What can teachers provide, besides content? What moral guidance, what emotional support, generally associated with family of origin? To answer this question, I will consider the literary/media/cultural examples of teachers as parental substitutes. Teachers are an imperfect but effective antidote to the tragedy and loneliness young people often experience.

Often in literature, film and television youths who are orphaned or in any way abandoned or mistreated by their parents often look to a teacher or mentor to fulfill the gap of parental authority.

In some variants of Arthurian legend, the young Arthur is removed from his family to be trained as a king. A daunting prospect, it is made more palatable by the fact that he’s protected and guided by the wizard Merlin. This magic-as-life-lesson trope is replicated in the relationship between Buffy (the Vampire Slayer, as much The Chosen One as Arthur) and Giles.

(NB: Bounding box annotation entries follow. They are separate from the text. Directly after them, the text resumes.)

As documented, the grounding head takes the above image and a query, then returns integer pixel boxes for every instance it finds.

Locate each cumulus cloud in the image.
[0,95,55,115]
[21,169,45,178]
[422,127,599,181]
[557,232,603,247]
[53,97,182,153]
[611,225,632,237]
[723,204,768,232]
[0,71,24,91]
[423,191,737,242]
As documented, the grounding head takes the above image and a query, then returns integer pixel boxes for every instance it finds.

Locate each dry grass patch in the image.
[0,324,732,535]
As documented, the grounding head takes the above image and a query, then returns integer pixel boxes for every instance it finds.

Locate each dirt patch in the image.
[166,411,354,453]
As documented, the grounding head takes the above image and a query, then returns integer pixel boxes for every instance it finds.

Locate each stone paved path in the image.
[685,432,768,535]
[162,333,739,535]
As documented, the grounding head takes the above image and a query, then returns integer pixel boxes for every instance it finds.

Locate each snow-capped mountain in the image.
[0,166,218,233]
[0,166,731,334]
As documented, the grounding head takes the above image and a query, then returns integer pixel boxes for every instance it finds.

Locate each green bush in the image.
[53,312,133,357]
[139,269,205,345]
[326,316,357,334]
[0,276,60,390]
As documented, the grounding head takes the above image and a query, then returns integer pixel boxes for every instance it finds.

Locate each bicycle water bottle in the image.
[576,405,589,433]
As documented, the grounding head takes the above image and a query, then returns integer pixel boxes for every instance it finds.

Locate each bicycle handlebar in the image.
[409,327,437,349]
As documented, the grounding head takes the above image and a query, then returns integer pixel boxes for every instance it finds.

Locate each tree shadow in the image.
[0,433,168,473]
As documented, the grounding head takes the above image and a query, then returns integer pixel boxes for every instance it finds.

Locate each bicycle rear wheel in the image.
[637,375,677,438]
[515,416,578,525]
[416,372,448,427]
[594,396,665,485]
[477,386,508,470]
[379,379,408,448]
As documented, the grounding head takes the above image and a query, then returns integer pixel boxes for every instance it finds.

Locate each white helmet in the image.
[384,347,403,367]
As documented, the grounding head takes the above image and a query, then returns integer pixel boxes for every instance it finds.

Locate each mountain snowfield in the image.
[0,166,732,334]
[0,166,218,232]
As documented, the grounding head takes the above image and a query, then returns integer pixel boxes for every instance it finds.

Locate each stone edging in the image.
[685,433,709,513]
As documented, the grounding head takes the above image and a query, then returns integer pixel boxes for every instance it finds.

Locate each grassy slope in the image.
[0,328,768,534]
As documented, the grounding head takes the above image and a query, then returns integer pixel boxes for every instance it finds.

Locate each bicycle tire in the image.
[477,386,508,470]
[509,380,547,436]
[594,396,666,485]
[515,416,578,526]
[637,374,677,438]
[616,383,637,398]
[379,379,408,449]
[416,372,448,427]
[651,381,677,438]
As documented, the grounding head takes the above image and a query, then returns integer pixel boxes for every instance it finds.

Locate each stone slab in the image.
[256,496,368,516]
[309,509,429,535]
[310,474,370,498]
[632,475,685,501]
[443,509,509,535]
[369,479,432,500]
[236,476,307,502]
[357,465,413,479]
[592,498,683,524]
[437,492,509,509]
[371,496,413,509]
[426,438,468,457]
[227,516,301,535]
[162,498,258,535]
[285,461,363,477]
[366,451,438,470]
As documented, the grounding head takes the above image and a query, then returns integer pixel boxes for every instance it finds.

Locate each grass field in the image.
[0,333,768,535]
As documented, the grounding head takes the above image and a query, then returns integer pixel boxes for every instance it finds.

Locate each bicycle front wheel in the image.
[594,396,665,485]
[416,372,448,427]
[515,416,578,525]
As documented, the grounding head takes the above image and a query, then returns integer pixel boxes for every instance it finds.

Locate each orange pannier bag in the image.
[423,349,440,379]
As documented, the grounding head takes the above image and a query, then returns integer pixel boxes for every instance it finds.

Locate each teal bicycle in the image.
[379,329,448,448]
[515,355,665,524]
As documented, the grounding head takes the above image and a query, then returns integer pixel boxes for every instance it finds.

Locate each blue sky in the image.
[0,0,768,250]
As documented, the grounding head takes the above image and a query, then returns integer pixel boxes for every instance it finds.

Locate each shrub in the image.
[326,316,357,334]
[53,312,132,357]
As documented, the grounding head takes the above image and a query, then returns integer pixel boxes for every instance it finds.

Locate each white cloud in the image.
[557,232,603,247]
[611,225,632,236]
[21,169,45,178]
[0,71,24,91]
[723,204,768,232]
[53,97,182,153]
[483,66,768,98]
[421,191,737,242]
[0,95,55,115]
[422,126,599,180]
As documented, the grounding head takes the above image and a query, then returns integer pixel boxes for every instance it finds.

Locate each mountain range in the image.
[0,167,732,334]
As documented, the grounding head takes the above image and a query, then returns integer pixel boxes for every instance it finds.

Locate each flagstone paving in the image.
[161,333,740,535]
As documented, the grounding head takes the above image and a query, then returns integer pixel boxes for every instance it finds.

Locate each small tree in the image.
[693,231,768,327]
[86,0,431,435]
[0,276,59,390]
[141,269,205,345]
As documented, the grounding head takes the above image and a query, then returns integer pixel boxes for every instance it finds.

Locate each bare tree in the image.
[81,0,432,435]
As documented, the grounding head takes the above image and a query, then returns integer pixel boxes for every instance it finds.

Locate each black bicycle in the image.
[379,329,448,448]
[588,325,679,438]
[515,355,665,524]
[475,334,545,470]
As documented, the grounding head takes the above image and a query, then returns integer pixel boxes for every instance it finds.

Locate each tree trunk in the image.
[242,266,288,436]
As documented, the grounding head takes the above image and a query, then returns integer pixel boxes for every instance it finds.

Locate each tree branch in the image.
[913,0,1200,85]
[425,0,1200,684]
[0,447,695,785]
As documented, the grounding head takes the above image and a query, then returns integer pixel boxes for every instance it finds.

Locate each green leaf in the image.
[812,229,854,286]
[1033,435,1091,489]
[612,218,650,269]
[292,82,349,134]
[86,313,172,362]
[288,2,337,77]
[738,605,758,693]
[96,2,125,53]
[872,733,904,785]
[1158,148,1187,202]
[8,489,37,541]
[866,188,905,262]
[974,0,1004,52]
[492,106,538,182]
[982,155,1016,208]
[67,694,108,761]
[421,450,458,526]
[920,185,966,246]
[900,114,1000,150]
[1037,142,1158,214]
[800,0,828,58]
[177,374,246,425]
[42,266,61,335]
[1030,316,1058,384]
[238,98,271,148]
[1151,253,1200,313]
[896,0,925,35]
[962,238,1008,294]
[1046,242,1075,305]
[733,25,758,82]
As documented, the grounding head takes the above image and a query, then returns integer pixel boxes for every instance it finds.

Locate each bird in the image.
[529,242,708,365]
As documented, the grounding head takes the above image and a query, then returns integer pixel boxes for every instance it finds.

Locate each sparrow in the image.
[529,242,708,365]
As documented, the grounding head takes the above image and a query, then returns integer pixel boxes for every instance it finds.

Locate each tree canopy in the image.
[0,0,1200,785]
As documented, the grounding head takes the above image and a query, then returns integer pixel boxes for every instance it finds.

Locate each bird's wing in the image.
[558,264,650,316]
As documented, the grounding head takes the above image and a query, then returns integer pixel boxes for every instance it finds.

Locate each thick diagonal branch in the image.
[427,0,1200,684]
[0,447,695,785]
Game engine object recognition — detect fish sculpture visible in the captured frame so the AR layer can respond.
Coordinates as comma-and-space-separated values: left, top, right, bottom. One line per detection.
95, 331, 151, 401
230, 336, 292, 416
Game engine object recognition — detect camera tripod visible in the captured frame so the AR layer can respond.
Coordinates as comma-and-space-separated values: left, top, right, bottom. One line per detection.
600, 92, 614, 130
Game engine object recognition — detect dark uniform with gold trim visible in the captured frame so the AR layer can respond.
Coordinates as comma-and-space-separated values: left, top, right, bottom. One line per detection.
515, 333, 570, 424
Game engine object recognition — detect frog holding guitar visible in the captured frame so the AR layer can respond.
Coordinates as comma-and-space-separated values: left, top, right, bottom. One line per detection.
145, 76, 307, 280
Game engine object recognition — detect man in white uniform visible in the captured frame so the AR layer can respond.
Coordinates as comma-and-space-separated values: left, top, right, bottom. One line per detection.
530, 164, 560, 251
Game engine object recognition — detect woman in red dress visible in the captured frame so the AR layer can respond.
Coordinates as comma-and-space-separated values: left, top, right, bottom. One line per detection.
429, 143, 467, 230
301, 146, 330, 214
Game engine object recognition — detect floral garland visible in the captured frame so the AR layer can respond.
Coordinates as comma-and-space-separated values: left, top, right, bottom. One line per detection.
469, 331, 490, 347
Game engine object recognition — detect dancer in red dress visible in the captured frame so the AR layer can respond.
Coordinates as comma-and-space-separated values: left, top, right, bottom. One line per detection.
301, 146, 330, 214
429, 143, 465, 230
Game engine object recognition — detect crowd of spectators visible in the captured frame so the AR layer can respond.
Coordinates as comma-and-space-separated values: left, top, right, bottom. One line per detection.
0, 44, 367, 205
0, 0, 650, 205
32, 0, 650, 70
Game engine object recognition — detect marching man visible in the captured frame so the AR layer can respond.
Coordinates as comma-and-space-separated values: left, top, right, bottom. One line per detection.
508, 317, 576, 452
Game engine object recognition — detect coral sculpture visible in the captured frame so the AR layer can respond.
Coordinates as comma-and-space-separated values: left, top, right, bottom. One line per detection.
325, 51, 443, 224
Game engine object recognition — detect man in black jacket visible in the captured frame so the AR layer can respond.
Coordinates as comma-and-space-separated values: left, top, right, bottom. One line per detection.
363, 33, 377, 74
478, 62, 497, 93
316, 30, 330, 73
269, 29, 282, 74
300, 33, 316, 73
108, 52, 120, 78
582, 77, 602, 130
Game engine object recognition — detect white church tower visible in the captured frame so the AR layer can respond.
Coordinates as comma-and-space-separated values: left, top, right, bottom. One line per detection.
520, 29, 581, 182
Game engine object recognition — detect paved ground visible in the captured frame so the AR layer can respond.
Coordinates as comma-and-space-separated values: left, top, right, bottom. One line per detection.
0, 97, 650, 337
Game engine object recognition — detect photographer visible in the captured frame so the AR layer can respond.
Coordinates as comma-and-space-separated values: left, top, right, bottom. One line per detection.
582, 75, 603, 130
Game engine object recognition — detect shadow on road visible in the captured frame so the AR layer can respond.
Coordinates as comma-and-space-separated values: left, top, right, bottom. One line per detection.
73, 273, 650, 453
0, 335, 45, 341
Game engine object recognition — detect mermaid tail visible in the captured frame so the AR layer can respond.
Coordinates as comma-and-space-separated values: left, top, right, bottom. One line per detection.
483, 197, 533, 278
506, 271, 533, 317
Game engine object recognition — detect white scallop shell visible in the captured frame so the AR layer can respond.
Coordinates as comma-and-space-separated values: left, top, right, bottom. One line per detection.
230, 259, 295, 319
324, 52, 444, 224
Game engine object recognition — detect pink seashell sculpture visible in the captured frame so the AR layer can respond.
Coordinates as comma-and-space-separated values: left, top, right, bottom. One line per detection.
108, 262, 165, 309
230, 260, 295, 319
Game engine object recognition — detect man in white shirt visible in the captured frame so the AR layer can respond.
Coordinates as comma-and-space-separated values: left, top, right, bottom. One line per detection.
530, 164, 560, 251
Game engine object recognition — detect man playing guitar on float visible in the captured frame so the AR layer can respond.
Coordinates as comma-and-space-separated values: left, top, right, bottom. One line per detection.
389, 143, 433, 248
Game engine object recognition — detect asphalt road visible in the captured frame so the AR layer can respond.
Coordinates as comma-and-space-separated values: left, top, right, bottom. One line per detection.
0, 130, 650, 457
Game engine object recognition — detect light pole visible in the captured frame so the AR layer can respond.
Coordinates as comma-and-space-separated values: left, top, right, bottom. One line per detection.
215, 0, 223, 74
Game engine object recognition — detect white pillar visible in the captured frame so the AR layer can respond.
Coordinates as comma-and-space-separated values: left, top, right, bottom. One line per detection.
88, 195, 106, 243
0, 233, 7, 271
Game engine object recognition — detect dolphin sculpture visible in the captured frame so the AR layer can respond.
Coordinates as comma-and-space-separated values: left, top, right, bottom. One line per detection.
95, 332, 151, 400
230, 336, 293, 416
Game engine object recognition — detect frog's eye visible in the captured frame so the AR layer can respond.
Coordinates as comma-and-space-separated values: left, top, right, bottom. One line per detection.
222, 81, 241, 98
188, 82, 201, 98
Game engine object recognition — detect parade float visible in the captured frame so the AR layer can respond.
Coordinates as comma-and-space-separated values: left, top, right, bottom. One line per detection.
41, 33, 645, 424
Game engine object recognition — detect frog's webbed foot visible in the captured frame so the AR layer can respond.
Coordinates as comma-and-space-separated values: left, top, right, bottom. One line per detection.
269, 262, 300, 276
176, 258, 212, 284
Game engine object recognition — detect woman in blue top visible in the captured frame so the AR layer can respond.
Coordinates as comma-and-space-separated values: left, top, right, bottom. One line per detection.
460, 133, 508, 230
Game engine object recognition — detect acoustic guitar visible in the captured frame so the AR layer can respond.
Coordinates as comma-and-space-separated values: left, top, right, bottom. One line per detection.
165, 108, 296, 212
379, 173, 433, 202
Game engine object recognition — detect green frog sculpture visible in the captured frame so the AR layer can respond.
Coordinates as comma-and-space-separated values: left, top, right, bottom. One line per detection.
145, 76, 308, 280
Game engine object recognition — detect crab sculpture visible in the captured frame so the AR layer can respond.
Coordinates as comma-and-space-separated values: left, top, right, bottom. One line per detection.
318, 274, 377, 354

Buffy has an absent father, but her high school librarian Rupert Giles is her Watcher (i.e. protector) and excellent substitute father figure.

Similar examples abound throughout the culture. Cinderella’s fairy godmother—a sharp contrast to her wicked stepmother—provides and cares for her. Plus, in the original legend she was the literal ghost of Cinderella’s mother. While not quite a teacher, she nevertheless possesses magical powers and so is Cinderella’s “superior” and metaphysical guide.

There are also less dramatic examples wherein the parents haven’t completely abandoned the children, abused them, or died, but teachers nevertheless serve as more than just that official role. In the children’s sitcom Boy Meets World, the protagonist Cory has loving and involved parents. Nonetheless, his exasperated but attentive teacher Mr. Feeny consistently provides him with logical insight and academic discipline his parents do not. This is a far more optimistic take on the teacher-as-parent phenomenon, suggesting a communal “it takes a village” mentality in which there are multiple positive influences in a child’s life.

Why is this phenomenon so common in fiction? Perhaps to reassure the audience—and writers—who need parental love the most that their lack of good parents doesn’t preclude them from receiving good parenting. Also, the metaphysical aspect of some of the stories might dull the sting of prospective death, as if to say, the magical knowledge and protection these teachers/parental figures imbued you with will stay with you forever. By making it so that the lesson has magical resonance, the implication is that the bond doesn’t die with the teacher.

To make it literal, if there is something “magical” about knowing philosophy/mathematics/French etc., you’ll always be bound to the people who gave you that gift, regardless of whether they themselves remember doing so. For atheists especially, or those who don’t believe in an afterlife, there’s something infinitely uplifting and reassuring about that. The concept that “his work lives on in you, his essence is preserved in your mind-- in more than merely a poetic way"-- is older than the Christ mythos.